Nuestro encuentro casual, provocó una visita a su estudio, con su colección particular, en las que volví a constatar su capacidad de creación original, con una cromática sensible, que trasluce su vida, experiencias, recuerdos y sus sentimientos; que reflejan (dentro de una escuela expresiva del realismo, impresionismo, o surrealismo y abstraccionismo, utilizadas indistintamente) ese sabor propio de su personalidad, en donde plasma, con la honestidad y seguridad de sus trazos y pinturas, una visión, que revela, como me lo dijo, “…lo terrenal, lo cotidiano, lo bello de la vida…”, a lo que le agrego, “… sus sentimientos, amores y amistades”, utilizando todas las técnicas y materiales (acuarela, acrílico, barras conte, carbón, gouache, lápiz -de cera y grafito-, óleo, pastel y tinta).
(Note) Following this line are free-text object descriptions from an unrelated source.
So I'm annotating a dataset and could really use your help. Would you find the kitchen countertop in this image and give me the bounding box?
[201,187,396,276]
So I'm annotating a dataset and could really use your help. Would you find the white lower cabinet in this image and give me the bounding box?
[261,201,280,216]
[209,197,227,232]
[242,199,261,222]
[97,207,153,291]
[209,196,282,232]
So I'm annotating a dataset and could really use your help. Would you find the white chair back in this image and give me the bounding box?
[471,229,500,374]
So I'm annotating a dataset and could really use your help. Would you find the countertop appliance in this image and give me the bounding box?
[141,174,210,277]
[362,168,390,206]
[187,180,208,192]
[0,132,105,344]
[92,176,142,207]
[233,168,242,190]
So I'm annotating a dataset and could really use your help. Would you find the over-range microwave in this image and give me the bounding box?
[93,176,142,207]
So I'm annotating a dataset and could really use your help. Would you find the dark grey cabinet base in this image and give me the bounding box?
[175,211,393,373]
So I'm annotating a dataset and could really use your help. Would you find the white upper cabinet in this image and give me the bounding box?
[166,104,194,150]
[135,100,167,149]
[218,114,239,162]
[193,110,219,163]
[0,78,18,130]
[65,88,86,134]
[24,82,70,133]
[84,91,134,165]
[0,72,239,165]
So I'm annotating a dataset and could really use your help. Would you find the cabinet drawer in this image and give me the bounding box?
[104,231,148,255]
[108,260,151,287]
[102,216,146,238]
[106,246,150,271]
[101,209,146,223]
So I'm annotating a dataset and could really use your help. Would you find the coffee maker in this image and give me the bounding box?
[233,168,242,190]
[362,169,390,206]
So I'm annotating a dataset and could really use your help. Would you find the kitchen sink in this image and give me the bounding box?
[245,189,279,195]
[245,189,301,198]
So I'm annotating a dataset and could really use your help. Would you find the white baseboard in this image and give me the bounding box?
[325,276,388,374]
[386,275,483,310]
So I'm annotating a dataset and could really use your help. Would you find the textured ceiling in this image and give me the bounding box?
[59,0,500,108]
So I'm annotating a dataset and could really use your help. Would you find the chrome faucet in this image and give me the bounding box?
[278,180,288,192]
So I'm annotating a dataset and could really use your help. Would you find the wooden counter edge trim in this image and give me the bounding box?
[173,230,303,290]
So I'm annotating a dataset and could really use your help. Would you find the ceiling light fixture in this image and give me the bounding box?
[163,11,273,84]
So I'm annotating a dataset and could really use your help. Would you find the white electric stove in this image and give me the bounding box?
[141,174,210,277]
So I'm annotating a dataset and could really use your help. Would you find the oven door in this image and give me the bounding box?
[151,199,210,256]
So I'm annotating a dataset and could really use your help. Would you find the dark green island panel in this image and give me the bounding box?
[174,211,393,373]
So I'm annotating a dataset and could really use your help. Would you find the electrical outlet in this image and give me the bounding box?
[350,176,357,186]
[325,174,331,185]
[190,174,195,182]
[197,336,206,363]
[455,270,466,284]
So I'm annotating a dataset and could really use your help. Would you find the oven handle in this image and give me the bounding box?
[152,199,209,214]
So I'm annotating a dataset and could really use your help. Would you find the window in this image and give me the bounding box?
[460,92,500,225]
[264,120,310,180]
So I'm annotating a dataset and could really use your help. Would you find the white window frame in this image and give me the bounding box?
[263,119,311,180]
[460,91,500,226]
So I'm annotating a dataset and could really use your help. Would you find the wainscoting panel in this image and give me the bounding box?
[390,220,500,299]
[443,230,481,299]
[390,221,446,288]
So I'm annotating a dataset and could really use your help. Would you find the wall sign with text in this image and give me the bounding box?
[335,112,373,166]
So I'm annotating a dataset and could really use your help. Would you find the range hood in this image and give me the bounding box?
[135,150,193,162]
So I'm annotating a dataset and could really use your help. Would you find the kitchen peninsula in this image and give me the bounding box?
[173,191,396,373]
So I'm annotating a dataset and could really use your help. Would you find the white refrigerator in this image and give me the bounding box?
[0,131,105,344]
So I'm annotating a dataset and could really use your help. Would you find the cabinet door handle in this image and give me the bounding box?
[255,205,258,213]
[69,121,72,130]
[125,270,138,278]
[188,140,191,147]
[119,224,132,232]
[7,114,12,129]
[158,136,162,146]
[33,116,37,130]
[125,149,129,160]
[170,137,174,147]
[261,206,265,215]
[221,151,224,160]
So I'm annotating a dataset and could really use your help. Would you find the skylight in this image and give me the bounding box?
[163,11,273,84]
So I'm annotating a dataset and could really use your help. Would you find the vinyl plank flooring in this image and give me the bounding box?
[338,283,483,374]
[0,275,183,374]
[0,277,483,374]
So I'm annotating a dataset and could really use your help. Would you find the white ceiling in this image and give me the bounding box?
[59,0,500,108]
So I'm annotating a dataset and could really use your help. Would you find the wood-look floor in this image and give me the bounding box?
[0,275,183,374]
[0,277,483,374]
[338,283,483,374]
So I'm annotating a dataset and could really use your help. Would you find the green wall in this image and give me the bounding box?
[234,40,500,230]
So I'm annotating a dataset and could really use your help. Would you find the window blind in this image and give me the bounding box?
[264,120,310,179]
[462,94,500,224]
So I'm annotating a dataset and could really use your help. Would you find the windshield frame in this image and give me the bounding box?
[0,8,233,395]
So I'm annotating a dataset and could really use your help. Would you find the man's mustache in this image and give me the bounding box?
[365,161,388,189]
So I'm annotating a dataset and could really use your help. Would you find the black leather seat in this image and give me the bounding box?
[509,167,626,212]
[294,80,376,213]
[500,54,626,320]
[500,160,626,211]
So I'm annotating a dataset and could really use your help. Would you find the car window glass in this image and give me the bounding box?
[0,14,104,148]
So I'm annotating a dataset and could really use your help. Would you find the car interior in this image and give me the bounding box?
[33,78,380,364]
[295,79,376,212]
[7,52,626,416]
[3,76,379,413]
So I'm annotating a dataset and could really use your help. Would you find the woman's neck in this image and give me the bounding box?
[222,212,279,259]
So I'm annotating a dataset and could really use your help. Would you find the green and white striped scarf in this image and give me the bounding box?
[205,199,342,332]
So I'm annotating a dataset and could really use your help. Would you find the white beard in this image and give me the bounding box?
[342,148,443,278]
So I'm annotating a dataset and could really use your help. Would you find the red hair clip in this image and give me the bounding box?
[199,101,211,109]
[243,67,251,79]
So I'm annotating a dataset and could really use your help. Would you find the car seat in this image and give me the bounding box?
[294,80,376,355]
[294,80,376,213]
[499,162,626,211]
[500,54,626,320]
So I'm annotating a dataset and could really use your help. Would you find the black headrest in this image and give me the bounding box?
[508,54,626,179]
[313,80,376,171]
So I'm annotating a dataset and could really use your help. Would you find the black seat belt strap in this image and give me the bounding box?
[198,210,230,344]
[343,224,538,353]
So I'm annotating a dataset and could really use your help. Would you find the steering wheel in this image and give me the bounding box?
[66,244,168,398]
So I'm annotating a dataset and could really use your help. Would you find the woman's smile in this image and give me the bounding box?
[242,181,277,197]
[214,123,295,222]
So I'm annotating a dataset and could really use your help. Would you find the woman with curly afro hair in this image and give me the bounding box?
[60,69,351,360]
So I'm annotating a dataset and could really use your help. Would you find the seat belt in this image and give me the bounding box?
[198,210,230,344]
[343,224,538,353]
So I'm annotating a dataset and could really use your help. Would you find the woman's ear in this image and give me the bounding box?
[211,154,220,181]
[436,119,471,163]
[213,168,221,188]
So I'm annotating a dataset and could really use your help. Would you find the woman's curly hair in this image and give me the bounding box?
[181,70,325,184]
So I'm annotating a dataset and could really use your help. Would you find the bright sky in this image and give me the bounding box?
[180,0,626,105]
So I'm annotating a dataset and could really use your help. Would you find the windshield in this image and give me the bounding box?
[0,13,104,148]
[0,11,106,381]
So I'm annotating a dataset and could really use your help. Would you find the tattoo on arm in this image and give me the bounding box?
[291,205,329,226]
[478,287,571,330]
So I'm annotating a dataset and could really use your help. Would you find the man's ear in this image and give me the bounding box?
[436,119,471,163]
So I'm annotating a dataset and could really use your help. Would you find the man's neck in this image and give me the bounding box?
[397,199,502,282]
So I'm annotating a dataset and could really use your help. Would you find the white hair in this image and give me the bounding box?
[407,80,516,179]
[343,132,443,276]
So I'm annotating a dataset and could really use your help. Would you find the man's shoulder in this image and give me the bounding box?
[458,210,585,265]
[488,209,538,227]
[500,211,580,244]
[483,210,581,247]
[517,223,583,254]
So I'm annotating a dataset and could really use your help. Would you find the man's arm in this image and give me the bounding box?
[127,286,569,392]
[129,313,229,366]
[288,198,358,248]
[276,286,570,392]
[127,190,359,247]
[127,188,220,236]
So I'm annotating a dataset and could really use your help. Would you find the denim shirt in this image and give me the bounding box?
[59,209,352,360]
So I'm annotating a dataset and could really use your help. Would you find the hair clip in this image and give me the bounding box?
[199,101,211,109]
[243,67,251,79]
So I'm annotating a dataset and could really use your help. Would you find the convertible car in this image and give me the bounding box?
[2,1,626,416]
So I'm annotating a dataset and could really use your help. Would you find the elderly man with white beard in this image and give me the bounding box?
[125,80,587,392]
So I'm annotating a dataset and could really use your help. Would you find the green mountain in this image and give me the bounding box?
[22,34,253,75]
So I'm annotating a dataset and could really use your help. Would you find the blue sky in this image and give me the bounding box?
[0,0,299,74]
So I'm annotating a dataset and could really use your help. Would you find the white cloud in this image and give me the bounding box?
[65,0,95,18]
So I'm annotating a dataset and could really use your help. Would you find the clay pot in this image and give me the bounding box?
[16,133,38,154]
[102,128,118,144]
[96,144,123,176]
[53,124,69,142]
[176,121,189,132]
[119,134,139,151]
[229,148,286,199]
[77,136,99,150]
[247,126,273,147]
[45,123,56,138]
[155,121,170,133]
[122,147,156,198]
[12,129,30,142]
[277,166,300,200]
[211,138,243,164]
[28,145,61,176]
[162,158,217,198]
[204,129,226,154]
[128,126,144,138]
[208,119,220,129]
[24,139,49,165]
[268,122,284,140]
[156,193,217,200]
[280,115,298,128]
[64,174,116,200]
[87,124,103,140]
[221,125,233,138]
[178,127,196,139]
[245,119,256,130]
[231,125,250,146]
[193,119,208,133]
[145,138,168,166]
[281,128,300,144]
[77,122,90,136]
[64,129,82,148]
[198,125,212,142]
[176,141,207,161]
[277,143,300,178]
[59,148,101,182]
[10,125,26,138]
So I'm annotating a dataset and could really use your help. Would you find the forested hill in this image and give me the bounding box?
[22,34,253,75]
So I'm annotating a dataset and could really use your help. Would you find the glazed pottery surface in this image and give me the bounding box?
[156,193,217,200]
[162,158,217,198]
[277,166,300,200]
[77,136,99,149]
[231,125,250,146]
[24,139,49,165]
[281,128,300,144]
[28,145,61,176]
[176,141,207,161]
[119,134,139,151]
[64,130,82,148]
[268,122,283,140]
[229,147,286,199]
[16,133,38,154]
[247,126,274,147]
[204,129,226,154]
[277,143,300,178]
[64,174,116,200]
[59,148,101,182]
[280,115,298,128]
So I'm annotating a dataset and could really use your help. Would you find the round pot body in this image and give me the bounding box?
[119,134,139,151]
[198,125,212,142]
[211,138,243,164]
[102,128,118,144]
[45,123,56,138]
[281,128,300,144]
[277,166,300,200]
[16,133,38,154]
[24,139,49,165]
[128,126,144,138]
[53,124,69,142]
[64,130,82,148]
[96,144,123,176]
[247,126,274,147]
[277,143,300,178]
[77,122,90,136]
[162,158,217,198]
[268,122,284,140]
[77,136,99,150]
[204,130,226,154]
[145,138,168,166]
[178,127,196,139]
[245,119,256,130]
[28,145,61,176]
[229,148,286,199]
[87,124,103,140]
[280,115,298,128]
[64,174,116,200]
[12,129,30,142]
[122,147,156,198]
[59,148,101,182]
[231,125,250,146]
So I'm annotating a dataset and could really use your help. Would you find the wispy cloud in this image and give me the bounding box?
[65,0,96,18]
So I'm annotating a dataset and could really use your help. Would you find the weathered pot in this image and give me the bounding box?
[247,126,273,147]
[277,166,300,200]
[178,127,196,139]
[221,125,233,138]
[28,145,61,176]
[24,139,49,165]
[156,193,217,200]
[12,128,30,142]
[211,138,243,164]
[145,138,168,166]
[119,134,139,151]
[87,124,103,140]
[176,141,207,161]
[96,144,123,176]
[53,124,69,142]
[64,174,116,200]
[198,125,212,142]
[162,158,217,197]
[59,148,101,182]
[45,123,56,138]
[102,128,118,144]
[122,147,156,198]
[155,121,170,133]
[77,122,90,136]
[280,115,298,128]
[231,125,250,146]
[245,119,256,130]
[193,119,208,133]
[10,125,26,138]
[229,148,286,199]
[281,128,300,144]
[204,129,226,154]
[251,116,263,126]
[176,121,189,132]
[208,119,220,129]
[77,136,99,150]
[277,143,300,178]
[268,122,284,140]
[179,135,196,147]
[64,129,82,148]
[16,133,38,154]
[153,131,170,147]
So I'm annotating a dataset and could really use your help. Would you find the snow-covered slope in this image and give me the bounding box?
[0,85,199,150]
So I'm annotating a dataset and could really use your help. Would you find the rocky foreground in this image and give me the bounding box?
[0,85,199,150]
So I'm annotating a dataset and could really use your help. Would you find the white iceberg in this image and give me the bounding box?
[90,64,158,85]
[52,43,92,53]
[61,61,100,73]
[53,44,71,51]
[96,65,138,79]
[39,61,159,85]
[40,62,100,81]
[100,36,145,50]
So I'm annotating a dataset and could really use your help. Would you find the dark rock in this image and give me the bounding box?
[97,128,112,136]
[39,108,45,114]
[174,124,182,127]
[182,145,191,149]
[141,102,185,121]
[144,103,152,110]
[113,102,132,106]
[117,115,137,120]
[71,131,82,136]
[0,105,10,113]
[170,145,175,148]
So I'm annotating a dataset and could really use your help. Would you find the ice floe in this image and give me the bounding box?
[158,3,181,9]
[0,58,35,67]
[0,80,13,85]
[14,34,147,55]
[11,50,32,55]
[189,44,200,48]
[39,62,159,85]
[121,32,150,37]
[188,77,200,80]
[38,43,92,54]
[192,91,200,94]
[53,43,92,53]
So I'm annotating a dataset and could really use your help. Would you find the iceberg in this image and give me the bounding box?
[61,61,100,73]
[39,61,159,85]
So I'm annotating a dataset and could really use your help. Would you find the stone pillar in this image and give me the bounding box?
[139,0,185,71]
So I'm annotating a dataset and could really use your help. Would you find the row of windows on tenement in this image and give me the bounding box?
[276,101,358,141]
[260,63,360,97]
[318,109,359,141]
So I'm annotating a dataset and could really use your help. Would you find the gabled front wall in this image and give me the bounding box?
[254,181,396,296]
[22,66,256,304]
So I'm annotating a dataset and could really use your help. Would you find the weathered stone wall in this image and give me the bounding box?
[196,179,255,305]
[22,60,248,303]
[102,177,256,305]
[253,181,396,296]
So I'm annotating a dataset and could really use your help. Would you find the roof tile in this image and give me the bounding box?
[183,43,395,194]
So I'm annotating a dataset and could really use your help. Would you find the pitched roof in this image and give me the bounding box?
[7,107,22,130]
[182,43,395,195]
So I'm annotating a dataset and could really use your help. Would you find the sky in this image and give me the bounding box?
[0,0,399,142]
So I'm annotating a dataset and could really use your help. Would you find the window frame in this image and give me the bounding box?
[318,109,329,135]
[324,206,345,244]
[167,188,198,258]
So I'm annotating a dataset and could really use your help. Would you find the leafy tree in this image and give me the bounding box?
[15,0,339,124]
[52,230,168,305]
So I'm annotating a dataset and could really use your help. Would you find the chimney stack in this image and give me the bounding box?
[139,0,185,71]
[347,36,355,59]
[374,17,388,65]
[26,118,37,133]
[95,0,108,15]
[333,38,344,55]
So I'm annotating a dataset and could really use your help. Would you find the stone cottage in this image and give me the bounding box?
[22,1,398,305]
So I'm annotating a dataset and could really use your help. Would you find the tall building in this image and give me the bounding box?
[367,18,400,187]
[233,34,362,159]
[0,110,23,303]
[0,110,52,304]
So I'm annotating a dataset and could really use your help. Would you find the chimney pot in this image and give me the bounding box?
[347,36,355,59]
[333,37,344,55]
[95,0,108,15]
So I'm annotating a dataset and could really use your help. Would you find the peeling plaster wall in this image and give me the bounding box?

Sus cuadros nos dejan ver y revelan la originalidad creativa de su obra, en las que generalmente inicia con el trazo en la parte superior, para desplazarlo verticalmente e iniciar la composición, con sus figuras sobrias, realistas, de miradas espirituales y profundas, unidas armónicamente, en las que destacan, figuras costumbristas, familiares, con las formas humanas, principalmente femeninas, que nos describen esos sentimientos personales y autobiográficos de “su realidad”.
Interesante y fructífero encuentro en Tepoztlán, pueblo mágico de la geografía mexicana.
*Cronista de Tláhuac, D.F., profesor de la UAM-X y UNAM.